Nodes in the data type layer are types of data as the starting point for the data processing. Here, an individual node is provided for a combination of a plurality of data types. In FIG. 3, “test data”, “prescription record”, and “test data, prescription record” are connected as the nodes connected to “level of care needed prediction within 90 days”. Similarly, “nursing record”, “test data”, and “prescription record, personal basic data, nursing record” are connected as the nodes connected to “readmission rate within 30 days”.

A node in the processing record layer corresponds to an actual processing result. In FIG. 3, “TEST_ID=10” and “TEST_ID=330” are connected to the node of the prescription record, and are each identification information attached to a processing result of one corresponding data processing.

Next, a system configuration of the data processing assistant system will be described. FIG. 4 is a system configuration diagram of the data processing assistant system. As shown in FIG. 4, the data processing assistant system includes a server 10, a main database (DB), and a meta DB 40.

The server 10 includes a central processing unit (CPU) and a memory 12. The CPU 11 operates as various functional units by loading and executing a program read from an auxiliary storage device (not shown) on the memory 12 that is a main storage device. FIG. 4 shows a state in which a program operating as a correspondence structure creation unit 21, a processing information presentation unit 22, a question searching unit 23, a necessary data type searching unit 24, and a screen input and output unit 25 is loaded in the memory 12.

A main DB 30 is a database that stores data as the starting point for data processing in addition to a feature set 31 and a model binary 32. The data as the starting point of the data processing includes test data 33, a prescription record 34, and the like. The feature set 31 is a data group worked on for input to the machine learning model. The model binary 32 is data that identifies the machine learning model.

The meta DB 40 is a database that stores data processing management data 41, correspondence structure data 42, an adaptation table 43, an alternative table 44, and the like. The data processing management data 41 is data in which the processing records of the data processing are accumulated. The correspondence structure data 42 is data that uniquely specifies the correspondence structure. The adaptation table 43 is a data table for registering data processing performed under the same condition as the designated data type and the designated question. The alternative table 44 is a data table for registering data processing performed under a similar condition as the designated data type and the designated question.
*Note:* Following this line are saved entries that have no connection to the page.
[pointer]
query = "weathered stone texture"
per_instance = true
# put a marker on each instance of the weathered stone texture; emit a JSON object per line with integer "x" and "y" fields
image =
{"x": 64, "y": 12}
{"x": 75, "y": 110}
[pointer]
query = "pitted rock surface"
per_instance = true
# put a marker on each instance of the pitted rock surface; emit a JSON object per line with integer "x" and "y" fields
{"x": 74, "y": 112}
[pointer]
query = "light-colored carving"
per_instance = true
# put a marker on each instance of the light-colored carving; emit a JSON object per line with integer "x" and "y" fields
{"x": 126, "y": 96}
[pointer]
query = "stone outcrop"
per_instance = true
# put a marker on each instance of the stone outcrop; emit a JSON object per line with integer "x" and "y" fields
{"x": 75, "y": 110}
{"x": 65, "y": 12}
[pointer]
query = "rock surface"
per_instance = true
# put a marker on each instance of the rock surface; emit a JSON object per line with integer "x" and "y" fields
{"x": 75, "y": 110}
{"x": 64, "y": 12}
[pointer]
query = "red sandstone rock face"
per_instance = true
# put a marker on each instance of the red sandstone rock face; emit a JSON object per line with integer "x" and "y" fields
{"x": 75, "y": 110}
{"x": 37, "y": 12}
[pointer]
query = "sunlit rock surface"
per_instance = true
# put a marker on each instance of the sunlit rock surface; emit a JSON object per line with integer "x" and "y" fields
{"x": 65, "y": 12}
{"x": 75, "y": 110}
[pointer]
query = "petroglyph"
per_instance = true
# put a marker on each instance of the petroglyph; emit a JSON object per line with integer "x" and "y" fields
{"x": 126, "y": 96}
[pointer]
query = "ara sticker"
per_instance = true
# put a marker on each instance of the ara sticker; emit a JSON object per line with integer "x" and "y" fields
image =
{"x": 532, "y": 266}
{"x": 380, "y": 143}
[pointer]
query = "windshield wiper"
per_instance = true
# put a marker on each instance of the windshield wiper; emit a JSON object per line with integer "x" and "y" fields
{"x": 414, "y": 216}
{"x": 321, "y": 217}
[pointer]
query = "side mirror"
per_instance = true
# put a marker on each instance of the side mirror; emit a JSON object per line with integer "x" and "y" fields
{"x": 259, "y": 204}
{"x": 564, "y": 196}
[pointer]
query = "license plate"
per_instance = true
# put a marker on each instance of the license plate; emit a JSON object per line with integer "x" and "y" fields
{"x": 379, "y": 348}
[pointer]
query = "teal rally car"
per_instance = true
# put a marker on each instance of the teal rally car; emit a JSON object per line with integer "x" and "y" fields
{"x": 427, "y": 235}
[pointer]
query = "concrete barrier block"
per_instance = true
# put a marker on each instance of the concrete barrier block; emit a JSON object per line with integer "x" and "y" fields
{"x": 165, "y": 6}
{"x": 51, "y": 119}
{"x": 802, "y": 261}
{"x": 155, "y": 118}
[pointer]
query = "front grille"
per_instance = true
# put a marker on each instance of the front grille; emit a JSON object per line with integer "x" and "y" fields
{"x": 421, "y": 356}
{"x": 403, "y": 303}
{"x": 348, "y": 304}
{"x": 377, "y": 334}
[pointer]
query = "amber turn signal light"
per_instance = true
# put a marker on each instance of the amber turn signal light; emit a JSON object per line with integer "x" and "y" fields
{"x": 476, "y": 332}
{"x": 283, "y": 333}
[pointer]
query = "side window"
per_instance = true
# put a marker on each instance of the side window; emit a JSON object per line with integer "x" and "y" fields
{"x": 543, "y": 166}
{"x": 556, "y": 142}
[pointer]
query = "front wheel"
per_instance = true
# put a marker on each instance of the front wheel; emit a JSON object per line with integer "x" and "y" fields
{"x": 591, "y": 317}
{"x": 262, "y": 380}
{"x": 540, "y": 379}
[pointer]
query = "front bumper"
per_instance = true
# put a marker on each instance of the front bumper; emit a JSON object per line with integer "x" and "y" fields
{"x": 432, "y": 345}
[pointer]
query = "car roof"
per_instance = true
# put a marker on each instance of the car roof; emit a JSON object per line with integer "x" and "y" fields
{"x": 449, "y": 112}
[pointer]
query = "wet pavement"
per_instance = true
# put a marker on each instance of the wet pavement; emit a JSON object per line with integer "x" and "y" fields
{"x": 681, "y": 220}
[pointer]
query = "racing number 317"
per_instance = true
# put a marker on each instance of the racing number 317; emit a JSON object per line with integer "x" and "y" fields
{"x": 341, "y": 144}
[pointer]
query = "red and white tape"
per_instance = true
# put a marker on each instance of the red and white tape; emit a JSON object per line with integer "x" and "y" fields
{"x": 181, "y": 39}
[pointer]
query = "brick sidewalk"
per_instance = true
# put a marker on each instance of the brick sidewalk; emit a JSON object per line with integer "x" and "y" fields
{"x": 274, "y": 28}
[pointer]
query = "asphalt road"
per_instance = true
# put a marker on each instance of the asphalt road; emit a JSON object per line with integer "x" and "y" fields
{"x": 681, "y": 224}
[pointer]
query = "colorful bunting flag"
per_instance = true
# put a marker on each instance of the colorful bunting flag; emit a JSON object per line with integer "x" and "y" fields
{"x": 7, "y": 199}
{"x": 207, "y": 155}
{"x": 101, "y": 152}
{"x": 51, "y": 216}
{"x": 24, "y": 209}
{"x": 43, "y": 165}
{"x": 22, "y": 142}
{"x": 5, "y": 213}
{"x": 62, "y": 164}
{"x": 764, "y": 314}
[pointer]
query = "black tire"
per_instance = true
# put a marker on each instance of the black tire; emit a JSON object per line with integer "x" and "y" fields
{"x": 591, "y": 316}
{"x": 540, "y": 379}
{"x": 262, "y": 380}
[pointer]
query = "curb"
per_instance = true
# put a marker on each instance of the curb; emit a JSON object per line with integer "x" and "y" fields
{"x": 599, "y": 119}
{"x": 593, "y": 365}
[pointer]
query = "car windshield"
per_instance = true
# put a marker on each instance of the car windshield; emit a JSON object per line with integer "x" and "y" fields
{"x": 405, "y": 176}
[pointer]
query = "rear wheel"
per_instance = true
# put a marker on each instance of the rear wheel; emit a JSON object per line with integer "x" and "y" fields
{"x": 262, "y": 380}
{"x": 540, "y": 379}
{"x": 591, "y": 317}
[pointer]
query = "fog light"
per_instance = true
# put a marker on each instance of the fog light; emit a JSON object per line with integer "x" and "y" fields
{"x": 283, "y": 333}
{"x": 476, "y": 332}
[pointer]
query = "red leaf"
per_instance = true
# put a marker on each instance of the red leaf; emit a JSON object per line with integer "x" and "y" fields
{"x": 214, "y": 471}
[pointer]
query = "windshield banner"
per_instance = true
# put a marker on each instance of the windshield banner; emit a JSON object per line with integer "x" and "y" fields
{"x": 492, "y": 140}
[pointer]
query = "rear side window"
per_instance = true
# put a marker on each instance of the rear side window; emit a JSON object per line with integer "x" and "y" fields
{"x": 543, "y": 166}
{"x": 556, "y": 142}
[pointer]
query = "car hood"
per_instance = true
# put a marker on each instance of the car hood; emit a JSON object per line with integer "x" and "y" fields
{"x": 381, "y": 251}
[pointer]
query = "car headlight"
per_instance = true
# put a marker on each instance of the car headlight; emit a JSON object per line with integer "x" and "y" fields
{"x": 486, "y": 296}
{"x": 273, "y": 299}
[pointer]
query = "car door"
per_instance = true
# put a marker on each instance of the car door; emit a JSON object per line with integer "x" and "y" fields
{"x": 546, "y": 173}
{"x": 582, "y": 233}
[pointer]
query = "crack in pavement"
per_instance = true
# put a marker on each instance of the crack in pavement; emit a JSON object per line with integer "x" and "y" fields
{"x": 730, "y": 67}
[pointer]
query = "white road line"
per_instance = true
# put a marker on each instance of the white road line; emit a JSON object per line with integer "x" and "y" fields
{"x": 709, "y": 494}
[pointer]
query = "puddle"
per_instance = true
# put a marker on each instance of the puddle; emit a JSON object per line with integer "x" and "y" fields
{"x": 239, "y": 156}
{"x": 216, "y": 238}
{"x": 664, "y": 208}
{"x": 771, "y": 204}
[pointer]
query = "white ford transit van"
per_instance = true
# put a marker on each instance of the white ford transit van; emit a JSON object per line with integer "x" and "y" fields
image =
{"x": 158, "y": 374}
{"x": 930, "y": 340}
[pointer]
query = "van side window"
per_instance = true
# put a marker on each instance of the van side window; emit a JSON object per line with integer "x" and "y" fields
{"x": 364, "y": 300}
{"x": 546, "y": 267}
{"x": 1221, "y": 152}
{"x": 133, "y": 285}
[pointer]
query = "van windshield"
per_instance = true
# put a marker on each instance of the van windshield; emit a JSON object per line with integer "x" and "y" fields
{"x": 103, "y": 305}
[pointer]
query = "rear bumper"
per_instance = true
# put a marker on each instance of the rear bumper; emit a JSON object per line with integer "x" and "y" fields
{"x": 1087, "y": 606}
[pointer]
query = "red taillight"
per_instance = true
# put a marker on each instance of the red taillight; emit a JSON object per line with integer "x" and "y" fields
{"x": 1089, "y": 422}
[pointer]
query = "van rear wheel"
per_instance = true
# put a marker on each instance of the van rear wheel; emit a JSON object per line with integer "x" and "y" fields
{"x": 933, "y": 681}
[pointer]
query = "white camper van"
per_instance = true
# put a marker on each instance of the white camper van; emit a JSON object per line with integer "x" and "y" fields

Based on the processing records, the correspondence structure creation unit 21 creates the correspondence structure data 42 indicative of a correspondence relation among a data type indicating a type of the data, a question to be solved by the data processing, and a processing result, and stores the correspondence structure data 42 in the meta DB 40.

When receiving the designation of the data type and the question, the processing information presentation unit presents information related to appropriate data processing based on the correspondence structure data 42. Specifically, when tracing the hierarchical structure of the correspondence structure data 42 based on the designated data type and the designated question from the upper level and reaching the node connected to the processing record layer (a node in the lowest input layer), the processing information presentation unit 22 registers the data processing related to the processing records connected to the node in the adaptation table 43, and presents the data processing of the adaptation and the accuracy of the answer by the adaptation. The processing information presentation unit 22 obtains similarity between the designated data type and the designated question and a route by which the hierarchical structure is traced from the upper level, registers the data processing related to the processing records connected to the route having strong similarity in the alternative table 44, and presents the data processing of the alternative and the accuracy of the answer by the alternative.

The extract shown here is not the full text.